Depois do massacre, governador do RJ presta esclarecimentos a Moraes
Em documento, Cláudio Castro alegou que a operação mais letal da história teve “emprego proporcional da força”
Publicado 03/11/2025 18:55 | Editado 03/11/2025 19:18
O ministro do Supremo Tribunal Federal (STF), Alexandre de Moraes, esteve em reunião, nesta segunda-feira (3), com o governador do Rio de Janeiro, Cláudio Castro. No encontro de quase duas horas, o ministro visitou as instalações do Centro Integrado de Comando e Controle (CICC), da Secretaria de Estado de Polícia Militar, na capital fluminense.

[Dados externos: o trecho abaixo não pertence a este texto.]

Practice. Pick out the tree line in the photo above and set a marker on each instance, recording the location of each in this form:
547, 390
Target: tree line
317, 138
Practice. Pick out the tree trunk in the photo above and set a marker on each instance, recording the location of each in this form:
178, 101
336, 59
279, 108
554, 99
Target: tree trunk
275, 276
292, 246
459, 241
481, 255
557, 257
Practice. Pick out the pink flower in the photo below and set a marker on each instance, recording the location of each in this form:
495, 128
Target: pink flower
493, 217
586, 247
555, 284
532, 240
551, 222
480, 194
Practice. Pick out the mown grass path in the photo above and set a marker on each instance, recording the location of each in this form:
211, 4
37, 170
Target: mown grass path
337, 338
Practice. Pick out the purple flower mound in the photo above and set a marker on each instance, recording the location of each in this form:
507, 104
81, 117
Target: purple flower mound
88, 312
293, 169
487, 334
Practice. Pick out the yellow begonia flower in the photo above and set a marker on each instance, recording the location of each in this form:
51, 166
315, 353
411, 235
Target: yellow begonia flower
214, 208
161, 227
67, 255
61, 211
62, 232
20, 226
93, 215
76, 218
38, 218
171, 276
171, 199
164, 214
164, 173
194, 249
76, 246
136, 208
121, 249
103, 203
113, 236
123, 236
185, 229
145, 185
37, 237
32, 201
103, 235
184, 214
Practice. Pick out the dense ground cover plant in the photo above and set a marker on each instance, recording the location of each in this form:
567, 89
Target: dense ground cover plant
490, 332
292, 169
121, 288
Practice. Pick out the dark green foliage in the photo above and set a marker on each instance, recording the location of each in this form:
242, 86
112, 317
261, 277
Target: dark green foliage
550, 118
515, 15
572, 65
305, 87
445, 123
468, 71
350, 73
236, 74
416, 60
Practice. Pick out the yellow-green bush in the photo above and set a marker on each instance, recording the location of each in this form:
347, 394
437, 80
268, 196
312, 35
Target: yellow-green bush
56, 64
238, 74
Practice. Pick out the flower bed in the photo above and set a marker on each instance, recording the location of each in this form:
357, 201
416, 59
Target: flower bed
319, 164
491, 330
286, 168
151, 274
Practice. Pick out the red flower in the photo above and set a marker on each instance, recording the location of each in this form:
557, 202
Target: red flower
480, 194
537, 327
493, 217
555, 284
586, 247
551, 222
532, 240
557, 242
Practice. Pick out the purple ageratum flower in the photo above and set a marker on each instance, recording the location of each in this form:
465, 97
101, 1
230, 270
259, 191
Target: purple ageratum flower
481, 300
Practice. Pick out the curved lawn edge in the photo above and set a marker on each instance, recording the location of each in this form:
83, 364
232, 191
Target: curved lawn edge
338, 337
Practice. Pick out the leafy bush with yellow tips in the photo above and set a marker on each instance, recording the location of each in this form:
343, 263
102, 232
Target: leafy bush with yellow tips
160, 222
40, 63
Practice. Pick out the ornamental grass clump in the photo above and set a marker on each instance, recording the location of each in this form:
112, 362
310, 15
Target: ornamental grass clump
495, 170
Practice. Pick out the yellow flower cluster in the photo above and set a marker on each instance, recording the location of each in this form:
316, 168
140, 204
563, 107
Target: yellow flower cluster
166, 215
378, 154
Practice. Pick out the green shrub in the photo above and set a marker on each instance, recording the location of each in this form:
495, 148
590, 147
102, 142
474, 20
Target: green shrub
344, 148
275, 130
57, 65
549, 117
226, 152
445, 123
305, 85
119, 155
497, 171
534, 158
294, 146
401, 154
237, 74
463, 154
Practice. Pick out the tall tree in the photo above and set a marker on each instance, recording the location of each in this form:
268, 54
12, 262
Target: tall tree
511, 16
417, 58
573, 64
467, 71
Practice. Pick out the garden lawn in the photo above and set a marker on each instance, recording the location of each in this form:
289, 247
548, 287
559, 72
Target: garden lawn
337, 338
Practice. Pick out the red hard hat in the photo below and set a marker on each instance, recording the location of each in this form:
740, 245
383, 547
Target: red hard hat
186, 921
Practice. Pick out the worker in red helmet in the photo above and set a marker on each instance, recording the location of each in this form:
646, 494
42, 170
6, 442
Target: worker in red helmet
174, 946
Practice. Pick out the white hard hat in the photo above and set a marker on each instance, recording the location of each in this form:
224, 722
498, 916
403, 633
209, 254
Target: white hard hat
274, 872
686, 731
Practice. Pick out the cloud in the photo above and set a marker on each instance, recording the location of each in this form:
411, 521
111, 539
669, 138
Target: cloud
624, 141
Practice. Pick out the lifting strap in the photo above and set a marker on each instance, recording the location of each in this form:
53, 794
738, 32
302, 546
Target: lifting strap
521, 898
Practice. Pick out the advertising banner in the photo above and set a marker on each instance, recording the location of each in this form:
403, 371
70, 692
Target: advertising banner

O objetivo era obter esclarecimentos depois da megaoperação policial, na semana anterior, que deixou 121 mortos. Castro prestou informações sobre a ação policial.
Ambos não deram entrevistas. Segundo a Folha e a CartaCapital, com base em interlocutores, o governador defendeu a legalidade das ações, afirmando que foram planejadas dentro das normas judiciais e acompanhamento ministerial, com avaliação do impacto sobre civis, assim como houve “emprego proporcional da força”. A alegação consta em uma petição protocolada no STF na qual o ministro pediu as explicações.
Estiveram presentes na reunião o secretário de Segurança Pública do Rio, Victor Santos; o secretário da Polícia Militar, coronel Marcelo de Menezes; o secretário da Polícia Civil, delegado Felipe Curi; entre outros representantes da área.
Ao fim da reunião, Moraes se reuniu com representantes do Judiciário no Tribunal de Justiça.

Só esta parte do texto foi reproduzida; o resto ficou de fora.